Spectre and Meltdown are two of the most serious security flaws we’ve seen in years. While it’s not clear how often we’ll see either exploited in the wild, they’re dangerous because they target the fundamental function of the affected chips themselves rather than relying on any software flaw. Meltdown can be addressed by a patch, while Spectre’s attack methods are still being analyzed. Building CPUs that aren’t vulnerable to these attacks under any circumstances may not be possible, and mitigating some threat vectors may require fundamentally new design approaches.
Over at ZDNet, Jason Perlow argues these latest failures are proof the x86 standard itself needs to be destroyed, root and branch. He compares the flaws in x86 with a genetic disorder and writes:
Essentially, the only cure — at least today — is for the organism to die and for another one to take its place.

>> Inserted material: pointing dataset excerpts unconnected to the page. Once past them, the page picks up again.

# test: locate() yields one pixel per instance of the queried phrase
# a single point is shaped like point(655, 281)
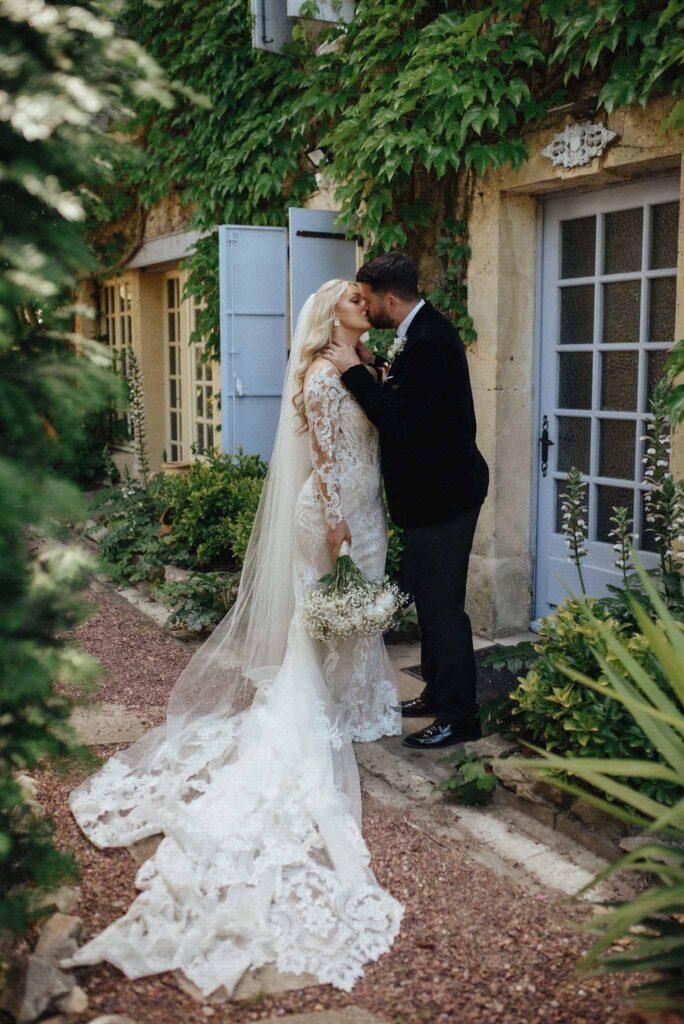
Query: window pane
point(579, 247)
point(656, 361)
point(607, 498)
point(663, 309)
point(561, 487)
point(618, 381)
point(576, 314)
point(665, 227)
point(622, 250)
point(573, 440)
point(616, 449)
point(621, 311)
point(574, 380)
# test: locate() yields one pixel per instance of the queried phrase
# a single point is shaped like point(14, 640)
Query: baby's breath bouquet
point(346, 603)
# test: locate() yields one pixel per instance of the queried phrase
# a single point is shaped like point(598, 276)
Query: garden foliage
point(63, 72)
point(411, 100)
point(201, 519)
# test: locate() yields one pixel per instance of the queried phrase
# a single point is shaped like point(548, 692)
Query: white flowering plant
point(346, 603)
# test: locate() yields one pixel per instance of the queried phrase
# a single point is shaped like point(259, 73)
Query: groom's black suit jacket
point(424, 412)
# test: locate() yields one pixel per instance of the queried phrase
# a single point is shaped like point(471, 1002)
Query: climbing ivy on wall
point(412, 100)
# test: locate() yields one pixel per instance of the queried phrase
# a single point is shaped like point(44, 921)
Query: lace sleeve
point(322, 401)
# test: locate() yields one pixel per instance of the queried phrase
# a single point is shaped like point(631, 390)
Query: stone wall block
point(59, 937)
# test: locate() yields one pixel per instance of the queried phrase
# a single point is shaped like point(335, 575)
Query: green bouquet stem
point(346, 574)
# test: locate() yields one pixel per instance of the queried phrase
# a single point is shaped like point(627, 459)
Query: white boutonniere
point(395, 348)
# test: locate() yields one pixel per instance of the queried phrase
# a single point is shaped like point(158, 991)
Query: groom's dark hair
point(391, 272)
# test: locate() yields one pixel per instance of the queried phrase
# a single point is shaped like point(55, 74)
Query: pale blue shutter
point(253, 282)
point(329, 10)
point(317, 253)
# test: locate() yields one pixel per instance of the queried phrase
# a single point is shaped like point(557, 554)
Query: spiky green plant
point(653, 922)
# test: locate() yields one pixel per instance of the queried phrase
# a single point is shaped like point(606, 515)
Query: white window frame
point(191, 428)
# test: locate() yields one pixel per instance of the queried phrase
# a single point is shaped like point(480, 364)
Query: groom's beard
point(381, 322)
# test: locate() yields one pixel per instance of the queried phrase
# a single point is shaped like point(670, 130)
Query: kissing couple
point(251, 783)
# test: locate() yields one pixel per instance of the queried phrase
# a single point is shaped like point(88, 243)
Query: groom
point(435, 480)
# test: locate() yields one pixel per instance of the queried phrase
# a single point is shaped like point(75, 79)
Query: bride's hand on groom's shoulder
point(336, 536)
point(365, 354)
point(342, 356)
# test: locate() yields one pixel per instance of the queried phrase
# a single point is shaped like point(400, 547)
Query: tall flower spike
point(136, 416)
point(573, 525)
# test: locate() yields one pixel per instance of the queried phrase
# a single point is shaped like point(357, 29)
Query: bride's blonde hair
point(322, 317)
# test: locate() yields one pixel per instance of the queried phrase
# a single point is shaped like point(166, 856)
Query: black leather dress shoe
point(443, 734)
point(416, 709)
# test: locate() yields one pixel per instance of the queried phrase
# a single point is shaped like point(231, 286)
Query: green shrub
point(212, 505)
point(471, 782)
point(200, 602)
point(566, 718)
point(209, 512)
point(132, 549)
point(65, 73)
point(646, 934)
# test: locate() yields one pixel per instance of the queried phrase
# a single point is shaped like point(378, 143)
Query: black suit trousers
point(434, 571)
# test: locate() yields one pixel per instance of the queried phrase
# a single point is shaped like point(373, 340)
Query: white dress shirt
point(408, 320)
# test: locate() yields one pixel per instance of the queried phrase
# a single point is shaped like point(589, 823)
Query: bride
point(252, 780)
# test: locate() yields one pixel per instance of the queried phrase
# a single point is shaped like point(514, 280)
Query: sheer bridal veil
point(245, 650)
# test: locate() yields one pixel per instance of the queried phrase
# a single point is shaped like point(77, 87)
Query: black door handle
point(546, 443)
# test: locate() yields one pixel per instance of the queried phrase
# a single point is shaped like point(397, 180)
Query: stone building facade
point(576, 290)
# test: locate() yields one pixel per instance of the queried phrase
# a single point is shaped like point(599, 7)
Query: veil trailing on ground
point(252, 783)
point(247, 648)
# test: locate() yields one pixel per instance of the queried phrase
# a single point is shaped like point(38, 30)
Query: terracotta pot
point(653, 1017)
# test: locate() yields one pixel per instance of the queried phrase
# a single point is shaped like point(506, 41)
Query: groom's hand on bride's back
point(342, 356)
point(365, 354)
point(336, 536)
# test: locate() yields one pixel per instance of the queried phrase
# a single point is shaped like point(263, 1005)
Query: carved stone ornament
point(578, 144)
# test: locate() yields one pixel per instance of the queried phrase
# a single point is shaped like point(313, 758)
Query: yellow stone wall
point(502, 290)
point(503, 276)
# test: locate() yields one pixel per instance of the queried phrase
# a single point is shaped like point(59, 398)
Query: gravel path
point(474, 947)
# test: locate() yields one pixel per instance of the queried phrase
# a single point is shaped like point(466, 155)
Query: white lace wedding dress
point(262, 858)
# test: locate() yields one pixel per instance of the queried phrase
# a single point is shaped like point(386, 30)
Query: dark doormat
point(490, 682)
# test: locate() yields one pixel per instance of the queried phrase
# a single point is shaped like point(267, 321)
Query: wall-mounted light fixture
point(318, 156)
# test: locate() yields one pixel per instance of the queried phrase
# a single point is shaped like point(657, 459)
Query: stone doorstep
point(350, 1015)
point(523, 791)
point(105, 724)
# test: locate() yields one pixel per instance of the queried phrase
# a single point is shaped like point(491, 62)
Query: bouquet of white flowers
point(346, 603)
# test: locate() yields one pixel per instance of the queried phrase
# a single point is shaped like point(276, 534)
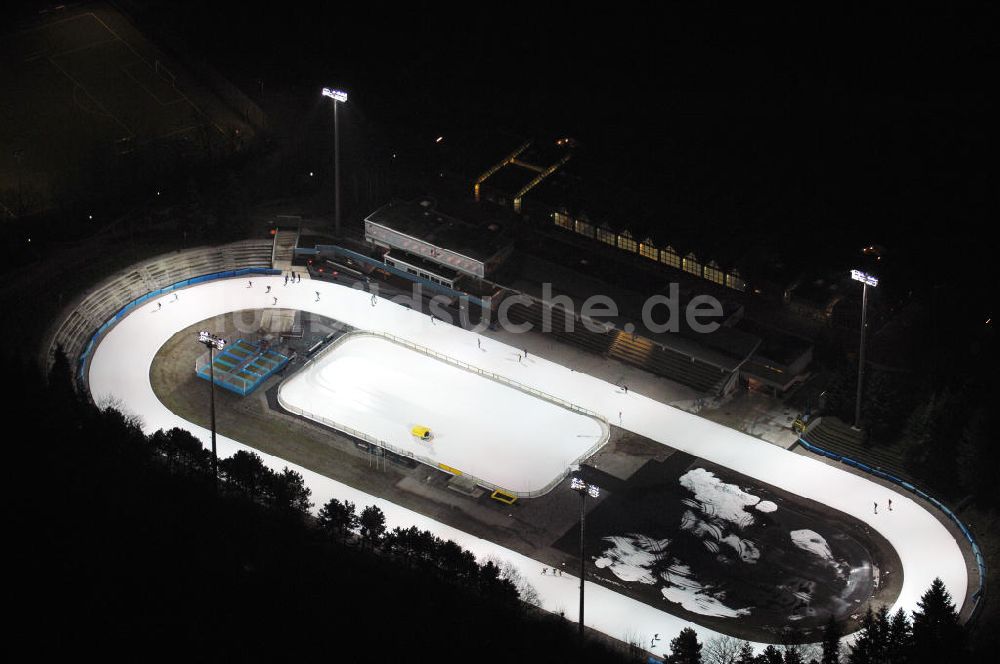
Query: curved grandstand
point(110, 330)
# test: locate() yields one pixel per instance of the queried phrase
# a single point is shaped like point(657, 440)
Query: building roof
point(478, 232)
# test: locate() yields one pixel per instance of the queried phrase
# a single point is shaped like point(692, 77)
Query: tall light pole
point(338, 97)
point(584, 489)
point(866, 281)
point(213, 343)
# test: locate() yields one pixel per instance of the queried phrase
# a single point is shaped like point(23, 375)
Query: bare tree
point(509, 572)
point(117, 404)
point(634, 644)
point(722, 650)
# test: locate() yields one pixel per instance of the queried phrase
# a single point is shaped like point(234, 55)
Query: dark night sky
point(880, 124)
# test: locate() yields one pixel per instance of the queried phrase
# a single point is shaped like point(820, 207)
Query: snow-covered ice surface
point(121, 363)
point(373, 385)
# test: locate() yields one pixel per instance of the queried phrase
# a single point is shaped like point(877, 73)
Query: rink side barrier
point(980, 560)
point(142, 299)
point(371, 262)
point(605, 426)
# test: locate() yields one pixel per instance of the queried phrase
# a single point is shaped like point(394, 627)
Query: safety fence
point(976, 552)
point(152, 295)
point(605, 426)
point(432, 287)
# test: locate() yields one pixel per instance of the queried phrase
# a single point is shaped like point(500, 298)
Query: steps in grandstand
point(637, 351)
point(285, 241)
point(282, 322)
point(833, 435)
point(242, 366)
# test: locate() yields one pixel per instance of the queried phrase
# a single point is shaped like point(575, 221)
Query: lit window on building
point(691, 264)
point(735, 281)
point(626, 242)
point(647, 249)
point(606, 236)
point(670, 257)
point(714, 274)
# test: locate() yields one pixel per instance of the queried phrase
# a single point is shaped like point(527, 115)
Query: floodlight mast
point(338, 97)
point(866, 281)
point(577, 484)
point(213, 343)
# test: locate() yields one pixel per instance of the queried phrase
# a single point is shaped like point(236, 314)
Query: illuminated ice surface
point(373, 385)
point(121, 364)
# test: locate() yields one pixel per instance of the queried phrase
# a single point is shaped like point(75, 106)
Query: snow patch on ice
point(631, 558)
point(634, 557)
point(766, 506)
point(710, 533)
point(725, 501)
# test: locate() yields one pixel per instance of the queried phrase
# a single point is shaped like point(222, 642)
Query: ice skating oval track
point(120, 367)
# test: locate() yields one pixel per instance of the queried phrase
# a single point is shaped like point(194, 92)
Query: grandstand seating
point(833, 435)
point(637, 351)
point(97, 305)
point(242, 366)
point(283, 250)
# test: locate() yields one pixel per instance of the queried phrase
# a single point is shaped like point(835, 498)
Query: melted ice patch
point(814, 543)
point(766, 506)
point(632, 558)
point(716, 498)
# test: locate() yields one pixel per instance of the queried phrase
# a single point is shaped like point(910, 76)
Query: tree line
point(931, 636)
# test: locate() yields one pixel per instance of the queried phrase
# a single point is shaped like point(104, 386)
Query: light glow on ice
point(814, 543)
point(374, 385)
point(632, 558)
point(120, 367)
point(635, 558)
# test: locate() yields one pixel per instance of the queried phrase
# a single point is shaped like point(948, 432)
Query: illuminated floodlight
point(336, 95)
point(866, 279)
point(210, 339)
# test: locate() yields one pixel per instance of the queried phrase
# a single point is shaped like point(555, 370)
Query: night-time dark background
point(812, 130)
point(830, 124)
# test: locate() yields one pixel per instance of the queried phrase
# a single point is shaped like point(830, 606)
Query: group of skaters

The bloodline has to die out entirely.
The organism with the genetic disease, in this case, is Intel’s x86 chip architecture, which is the predominant systems architecture in personal computers, datacenter servers, and embedded systems.
The idea x86 represents some kind of millstone around Intel and AMD’s collective neck rests on an intrinsic assumption that x86 is old and being old equals bad. But let’s be honest here: While a modern Core i7 or Ryzen 7 1800X can still execute legacy 32-bit code that ran on an 80386, there’s no 80386 hardware still knocking around inside your desktop CPU. Even in scenarios where the CPU is running the same code, it isn’t running that code through the same circuits. Modern CPUs aren’t made with the same materials or processes that we used 30 years ago, they aren’t built to the same specifications, they don’t rely on the same techniques to maximize performance, and referring to the age of x86 is a way of painting an architecture poorly for rhetorical purposes, not an accurate way to capture the benefits and weaknesses of various CPU designs.
There may well come a day when we replace x86 with something better. But it isn’t going to happen just because x86 chips, like non-x86 chips, are impacted by design decisions common to high performance processors from every vendor. Open source hardware is a nifty idea and I welcome the advent of RISC-V, but there’s no proof an OSS chip would’ve been less susceptible to this type of attack. x86, ARM, and the closed-source CPU model aren’t going anywhere and these security breaches offer no compelling reasons why they should.